Storage in IT comes in multiple flavors. We have super-fast NVDIMMs, fast and slow SSDs and snail-paced hard drives. Add in the complexities of networking versus local connection and price, and capacity, and figuring the optimum configuration is no fun. Economics and performance goals guarantee that any enterprise configuration will be a hybrid of several storage types.
Enter auto-tiering. This is a deceptively simple concept. Auto-tiering moves data back and forth between the layers of storage, running in the background. This should keep the hottest data on the most accessible tier of storage, while relegating old, cold data to the most distant layer of storage.
A simplistic approach isn’t quite good enough, unfortunately. Computers think in microseconds, while job queues often have a daily or weekly cycle. Data that the computer thinks is cold may suddenly get hotter than Hades when that job hits the system. Similarly, admins know that certain files are created, stored and never seen again.
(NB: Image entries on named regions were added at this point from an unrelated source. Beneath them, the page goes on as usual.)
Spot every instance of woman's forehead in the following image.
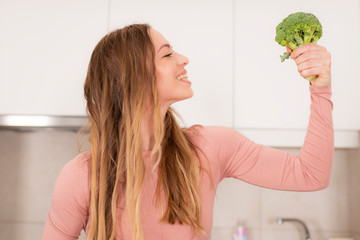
[150,28,169,53]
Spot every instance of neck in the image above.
[140,102,168,151]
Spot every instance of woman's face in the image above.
[150,28,194,107]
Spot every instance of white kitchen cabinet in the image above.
[0,0,108,116]
[110,0,233,127]
[234,0,360,131]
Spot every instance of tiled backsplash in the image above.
[0,130,360,240]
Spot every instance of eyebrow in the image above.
[158,43,172,52]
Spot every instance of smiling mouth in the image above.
[176,74,188,80]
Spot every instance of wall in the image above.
[349,139,360,239]
[0,130,360,240]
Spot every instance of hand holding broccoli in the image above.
[286,43,331,87]
[275,12,331,86]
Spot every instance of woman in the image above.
[42,24,334,240]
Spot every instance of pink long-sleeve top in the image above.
[42,85,334,240]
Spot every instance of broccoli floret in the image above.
[275,12,322,62]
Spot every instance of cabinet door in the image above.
[110,0,233,126]
[0,0,108,115]
[235,0,360,130]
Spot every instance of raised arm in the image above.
[208,44,334,191]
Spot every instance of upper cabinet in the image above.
[234,0,360,130]
[110,0,233,127]
[0,0,108,116]
[0,0,360,135]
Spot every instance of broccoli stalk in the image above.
[275,12,322,81]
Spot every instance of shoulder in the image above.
[54,152,91,206]
[61,152,91,175]
[185,124,242,142]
This layer of user knowledge is handled by incorporating a policy engine into auto-tiering, allowing an admin to anticipate data needs and promote data through the tiers in advance of need.
Auto-tiering has been around a while, usually in appliances that can relegate primary storage to secondary storage in the background. At best, these are partial solutions, with most just covering storage in the appliance and downstream from it, though we are starting to see more powerful holistic capabilities from companies such as Enmotus. Even though hard drives are obsolescent, the evolution of solid-state storage is putting much more emphasis on server-based tiering solutions, with hyper-converged systems and NVDIMMs changing the definition of primary tiers and storage networking. In fact, SSD is adding more tiers to the storage structure, increasing the need for tiering controls.
The ideal auto-tiering solution has to encompass all of these tiers. It should manage data in hyper-converged systems where all storage local to a server is shared over a network fabric. It has to handle traditional networked storage as well, in all of its flavors. This requires a solution deeply embedded in the data flow with device handlers that can reach across all of the device types. Currently, such a broad scope is seen only in the Enmotus solution, but the clear benefits the approach brings should cause “omni-tiering” to be ubiquitous in server stacks and hyper-converged systems over time.
Inside the server, data has to flow from DRAM to NVDIMM to NVMe drives and then on to slower storage. This is both a bigger technical challenge and the largest source of cost/performance benefit in next-generation servers.
These computers will use large, tightly coupled DRAM spaces with capacities in the low terabytes and will be ideal as shared-memory database systems, for example. Couple an NVDIMM persistent storage layer with maybe 10 terabytes of fast solid-state memory and that’s quite a storage pool already. Outside of this closely-coupled memory complex, we’ll have a set of M2-sized (that’s really small!) NVMe SSDs with capacities from 2 to 10 terabytes each. All of this is going to be shared, most likely over Ethernet links using RDMA.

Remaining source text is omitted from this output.